Recherche

Comment instaurer une culture finance ?

Et si tous les collaborateurs de votre entreprise comprenaient bien les enjeux de la rentabilité, de la marge, des stocks, du prix de vente, entre autres, la performance financière globale s'en trouverait sûrement positivement impactée.

Publié par Stéphanie Gallo le - mis à jour à
Lecture
5 min
  • Imprimer
Comment instaurer une culture finance   ?

Si la finance technique et la stratégie financière relèvent bien de la direction financière, il n'en reste pas moins que chaque action, chaque décision prise à tous les niveaux de l'entreprise joue, de manière plus ou moins significative, sur le compte de résultat.

« Je sais que c'est encore bien trop souvent le cas, mais je suis contre la tour d'ivoire des financiers. Il est beaucoup plus judicieux d'expliquer, de concerter, de faire de la pédagogie. Il n'est pas question de détailler les points les plus techniques de son job, mais les bases doivent être comprises et partagées. » Anne Frisch en est convaincue, les directeurs financiers doivent faire l'effort de communiquer auprès des non-financiers de leur organisation. Elle en est tellement certaine qu'après toute une carrière comme CFO de grands groupes de l'industrie et de l'énergie (Alcan, Suez et Areva notamment), elle en a fait, depuis 2016, son activité principale. « Chez Alcan, puis dans les autres entreprises pour lesquelles j'ai travaillé, j'ai monté des programmes de formation financière. Pour les commerciaux ou d'autres services.
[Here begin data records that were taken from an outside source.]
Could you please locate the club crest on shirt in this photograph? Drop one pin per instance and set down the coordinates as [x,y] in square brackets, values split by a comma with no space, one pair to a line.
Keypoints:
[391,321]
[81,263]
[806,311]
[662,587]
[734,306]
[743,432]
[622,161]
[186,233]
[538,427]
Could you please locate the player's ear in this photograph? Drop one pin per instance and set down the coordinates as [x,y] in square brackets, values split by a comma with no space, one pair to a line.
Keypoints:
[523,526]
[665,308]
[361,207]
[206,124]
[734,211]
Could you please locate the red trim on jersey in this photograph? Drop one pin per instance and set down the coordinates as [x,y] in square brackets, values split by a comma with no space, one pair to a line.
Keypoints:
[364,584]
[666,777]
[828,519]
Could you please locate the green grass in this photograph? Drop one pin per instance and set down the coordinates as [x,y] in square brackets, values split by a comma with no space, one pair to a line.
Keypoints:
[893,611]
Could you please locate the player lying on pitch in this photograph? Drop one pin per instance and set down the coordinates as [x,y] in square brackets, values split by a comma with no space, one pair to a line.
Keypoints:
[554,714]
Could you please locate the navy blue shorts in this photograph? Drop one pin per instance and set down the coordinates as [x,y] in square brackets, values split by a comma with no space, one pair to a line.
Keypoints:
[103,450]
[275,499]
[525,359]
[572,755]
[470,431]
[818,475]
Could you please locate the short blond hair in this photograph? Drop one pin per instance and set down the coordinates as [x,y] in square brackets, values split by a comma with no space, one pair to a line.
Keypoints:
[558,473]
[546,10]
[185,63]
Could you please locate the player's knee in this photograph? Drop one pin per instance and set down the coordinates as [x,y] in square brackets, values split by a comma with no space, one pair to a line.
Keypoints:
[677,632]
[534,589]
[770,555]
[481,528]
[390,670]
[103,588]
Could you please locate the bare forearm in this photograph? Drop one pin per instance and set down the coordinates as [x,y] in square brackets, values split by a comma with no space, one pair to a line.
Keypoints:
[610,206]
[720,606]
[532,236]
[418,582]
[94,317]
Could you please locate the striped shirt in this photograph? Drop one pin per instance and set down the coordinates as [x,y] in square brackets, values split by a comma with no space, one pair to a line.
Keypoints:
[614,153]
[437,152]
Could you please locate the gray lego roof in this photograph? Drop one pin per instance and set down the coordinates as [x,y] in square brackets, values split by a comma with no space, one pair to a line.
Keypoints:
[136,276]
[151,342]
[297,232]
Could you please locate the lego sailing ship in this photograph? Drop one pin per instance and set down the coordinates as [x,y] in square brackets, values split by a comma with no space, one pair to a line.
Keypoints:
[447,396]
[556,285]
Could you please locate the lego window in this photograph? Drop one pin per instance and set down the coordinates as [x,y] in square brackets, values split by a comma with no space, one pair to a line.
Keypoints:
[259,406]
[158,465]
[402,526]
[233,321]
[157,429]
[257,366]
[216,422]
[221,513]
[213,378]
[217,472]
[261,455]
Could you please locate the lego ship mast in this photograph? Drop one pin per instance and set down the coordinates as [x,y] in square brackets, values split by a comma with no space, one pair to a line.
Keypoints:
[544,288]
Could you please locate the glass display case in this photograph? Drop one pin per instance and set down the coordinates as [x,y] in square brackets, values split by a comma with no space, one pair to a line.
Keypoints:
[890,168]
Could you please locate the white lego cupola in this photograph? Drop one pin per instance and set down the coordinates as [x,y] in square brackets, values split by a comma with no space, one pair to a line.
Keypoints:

Cela me plaisait et m'amusait, j'ai décidé de lancer mon entreprise sur le sujet avec une méthode de simulation et de business games. » Son approche a séduit plusieurs grands groupes, dont Orange, Ipsen ou encore Safran.

La CFO n'hésite pas à mettre les pieds dans le plat : « J'ai souvent constaté que, dans les entreprises, vous avez toujours des personnes qui aiment bien garder le mystère autour de leur métier, employer sciemment des termes techniques que les profanes ne compren­nent pas... Et je dois reconnaître que c'est un fléau tout particulièrement courant dans les directions financières... »

Expliquer, expliquer, expliquer

Une attitude satisfaisante pour l'ego personnel, mais contre-productive dans une optique de performance. « Les financiers sont de plus en plus experts, c'est certain. Mais n'oublions pas que les décisions affectant la performance d'une entreprise sont prises par les opérationnels. Par ceux qui vont voir les clients, qui décident des investissements, qui achètent, etc. IIs doivent être formés afin de bien appréhender les conséquences de leurs décisions sur la performance économique de l'entreprise. » Pour Anne Frisch, tout collaborateur qui prend des décisions impactant le budget doit maîtriser les bases des impératifs financiers. « Il faut leur expliquer la différence entre le chiffre d'affaires et le profit, ce qu'est l'amortissement, le BFR, les stocks, l'EBITDA. Pour les commerciaux, par exemple, cela leur permet de bien comprendre pourquoi ils doivent vendre au bon prix, et pas en dessous... » Le rôle du CFO dans cette dynamique selon elle ? « Il ne doit certainement pas rester derrière son ordinateur, il doit être capable de prendre son bâton de pèlerin et d'expliquer, expliquer, expliquer... »

Cette position est partagée par Sylviane Teil. La directrice financière du groupe XEFI depuis 13 ans (320 millions d'euros de chiffre d'affaires en 2022, 800 salariés, services informatiques et cloud pour les TPE/PME) ne supporte pas le jargon technique financier. « La sacralisation financière de certains est insupportable. Au contraire, pour moi, la simplification est la sophistication ultime... » Elle pilote depuis des années un programme de formation ­parfaitement structuré et bien rodé au sein de la Xefi Academy.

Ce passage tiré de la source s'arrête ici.